Friday, July 25, 2008

For Grandma Florence

Today I was looking out the kitchen window at the big oak tree shifting and swaying in the breeze. The view is marred by thick black telephone wires cutting through some of the farther reaching branches, but they don''t get in the way of the tree much, even though they're ugly. Suddenly I found myself thinking of my Grandma Florence. Grandma has been gone since I was in my early twenties, so it's been twenty-odd years. I still miss her. I often feel like she's watching me, rooting for me in everything I do, enjoying watching me live my life from some other place. Today, I felt her strongly, like she was almost really here, and that was comforting. Nice company. I felt like I should ask for a sign or something to see if it was really "true." The branches swayed again, but they were already doing that. I imagined her face appearing in the branches, but that would have been a little creepy. I know Grandma Florence would never want to scare me, so a "sign" was unlikely to come. And what would I have done with it? Told my family I had a message?

My "sign" is that I feel her presence, and that is a gift in itself, whether it is made up of spirit, memory, or some combination.

Grandma Ann, my father's mother, lived till she was 99. For her 99th birthday, her wish was to not be around any longer. She died just two days before her birthday and got her wish. I miss her just as much, but I know that Grandma Ann is not hanging around watching me, because she really was done.
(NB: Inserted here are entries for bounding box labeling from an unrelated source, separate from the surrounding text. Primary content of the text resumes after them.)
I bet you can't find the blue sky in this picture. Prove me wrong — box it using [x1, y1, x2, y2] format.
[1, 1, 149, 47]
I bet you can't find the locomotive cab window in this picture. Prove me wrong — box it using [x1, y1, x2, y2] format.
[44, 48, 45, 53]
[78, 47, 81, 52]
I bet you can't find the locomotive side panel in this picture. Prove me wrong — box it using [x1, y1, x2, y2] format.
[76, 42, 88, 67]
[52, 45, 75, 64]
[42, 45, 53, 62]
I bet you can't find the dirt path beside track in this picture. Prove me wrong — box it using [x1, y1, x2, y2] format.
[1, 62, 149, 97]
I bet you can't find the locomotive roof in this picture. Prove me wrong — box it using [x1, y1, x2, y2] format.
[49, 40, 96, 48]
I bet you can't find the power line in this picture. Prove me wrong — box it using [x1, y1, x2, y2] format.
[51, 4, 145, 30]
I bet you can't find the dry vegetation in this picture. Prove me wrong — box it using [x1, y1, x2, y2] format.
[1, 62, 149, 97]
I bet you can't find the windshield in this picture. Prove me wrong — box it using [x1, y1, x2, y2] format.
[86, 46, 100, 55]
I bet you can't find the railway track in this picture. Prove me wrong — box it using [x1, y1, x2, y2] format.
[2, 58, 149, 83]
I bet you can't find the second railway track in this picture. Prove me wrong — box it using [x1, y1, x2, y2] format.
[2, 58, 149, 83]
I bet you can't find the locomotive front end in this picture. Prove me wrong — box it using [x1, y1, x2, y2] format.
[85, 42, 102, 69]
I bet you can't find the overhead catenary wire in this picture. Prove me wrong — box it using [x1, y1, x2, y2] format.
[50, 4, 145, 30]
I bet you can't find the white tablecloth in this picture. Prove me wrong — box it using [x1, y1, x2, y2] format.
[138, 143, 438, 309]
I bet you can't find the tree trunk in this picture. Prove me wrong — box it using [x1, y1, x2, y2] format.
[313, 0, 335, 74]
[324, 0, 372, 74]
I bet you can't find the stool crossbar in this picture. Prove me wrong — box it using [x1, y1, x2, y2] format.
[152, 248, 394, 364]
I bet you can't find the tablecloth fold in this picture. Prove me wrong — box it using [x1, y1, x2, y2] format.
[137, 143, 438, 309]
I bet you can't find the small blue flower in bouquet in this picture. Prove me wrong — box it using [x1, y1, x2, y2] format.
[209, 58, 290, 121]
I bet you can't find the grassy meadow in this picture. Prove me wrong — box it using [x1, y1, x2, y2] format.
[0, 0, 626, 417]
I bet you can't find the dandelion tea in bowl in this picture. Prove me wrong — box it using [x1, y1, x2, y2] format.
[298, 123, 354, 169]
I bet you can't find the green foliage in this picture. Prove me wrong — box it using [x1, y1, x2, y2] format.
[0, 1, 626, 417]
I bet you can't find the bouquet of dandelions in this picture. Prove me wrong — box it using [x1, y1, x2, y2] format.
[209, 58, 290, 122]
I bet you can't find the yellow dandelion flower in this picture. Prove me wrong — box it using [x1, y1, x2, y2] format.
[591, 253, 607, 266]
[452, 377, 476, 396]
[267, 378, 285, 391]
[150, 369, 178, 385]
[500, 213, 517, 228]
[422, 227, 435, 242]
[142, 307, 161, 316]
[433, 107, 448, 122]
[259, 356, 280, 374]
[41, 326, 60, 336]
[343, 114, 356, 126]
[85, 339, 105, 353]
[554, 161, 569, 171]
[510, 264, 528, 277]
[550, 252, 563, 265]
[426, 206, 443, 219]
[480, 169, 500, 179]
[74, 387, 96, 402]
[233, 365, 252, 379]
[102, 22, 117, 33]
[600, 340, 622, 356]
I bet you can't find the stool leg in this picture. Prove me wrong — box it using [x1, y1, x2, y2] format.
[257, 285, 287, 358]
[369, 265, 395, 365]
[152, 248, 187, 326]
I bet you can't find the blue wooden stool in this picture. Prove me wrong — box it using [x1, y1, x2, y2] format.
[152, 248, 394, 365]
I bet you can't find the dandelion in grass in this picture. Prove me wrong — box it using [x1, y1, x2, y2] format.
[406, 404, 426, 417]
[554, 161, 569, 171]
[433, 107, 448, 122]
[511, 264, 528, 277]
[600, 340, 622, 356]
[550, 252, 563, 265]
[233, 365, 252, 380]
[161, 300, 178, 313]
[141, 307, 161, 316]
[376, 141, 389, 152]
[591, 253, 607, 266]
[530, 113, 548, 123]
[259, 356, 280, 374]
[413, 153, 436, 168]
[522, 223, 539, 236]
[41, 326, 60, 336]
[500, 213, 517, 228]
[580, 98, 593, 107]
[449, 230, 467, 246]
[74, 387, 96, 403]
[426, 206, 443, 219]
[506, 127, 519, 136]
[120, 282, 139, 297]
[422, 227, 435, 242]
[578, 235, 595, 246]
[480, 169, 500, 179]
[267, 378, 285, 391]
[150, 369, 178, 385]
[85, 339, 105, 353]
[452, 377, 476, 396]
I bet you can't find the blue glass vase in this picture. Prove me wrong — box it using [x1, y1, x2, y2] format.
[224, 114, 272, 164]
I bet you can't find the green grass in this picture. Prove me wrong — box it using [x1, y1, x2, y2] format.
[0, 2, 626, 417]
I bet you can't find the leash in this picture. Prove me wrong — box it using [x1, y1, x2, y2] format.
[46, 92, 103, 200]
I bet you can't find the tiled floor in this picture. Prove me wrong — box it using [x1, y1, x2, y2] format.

She said so. She'd had enough visits, and grandchildren, and weddings and great grandchildren. We strung her along as long as we could with promises of more milestones. She'd had enough of her walker and her failing vision and dwindling health. It was enough. I don't blame her for not hanging around -- I'll probably make the same choice myself someday.

But I appreciate Grandma Florence being in the trees across the street now and then. Once I was strolling Sophie around the neighborhood when she was a baby and I met an old lady who had gotten disoriented on her way back from church and couldn't find her way back to her son's house. I pointed her in the right direction and then kept walking, and suddenly into my head came Grandma Florence's voice, more stern than I'd ever heard her in life: "You go back and find that lady and walk her to her son's house. Directions aren't good enough -- you should know better." Or something along those lines. She was right. I walked around till I found the lady again, asking people as I went if they'd seen her. Several of them had given her directions as well, and were concerned for her safety. We were all her good friends now. Finally I found her a couple of blocks up, and we walked up the hill till we got to her son's house. Her daughter-in-law greeted me and thanked me for getting her back. The old lady was so nice. She was grateful for the help, but in the most gracious way. She said I was "her angel" and blessed me and pulled out a little packet of wooden rosary beads from her coat pocket (It was a very warm day but she wore her wool coat). I thanked her and I kept those beads. They are still in my jewelry box. I'm Jewish and they're the only rosary beads I've ever been given. My grandmother kept me on the right path that day. I told the old lady before I left that my grandmother had sent me back to help her get home and she blessed her, too.

Gosh, that sounds so schmaltzy, but really, that's how it happened. I'm glad my Grandma Ann got to live so long and get to know my children before she left. And I'm glad my Grandma Florence can still be around even though she never did.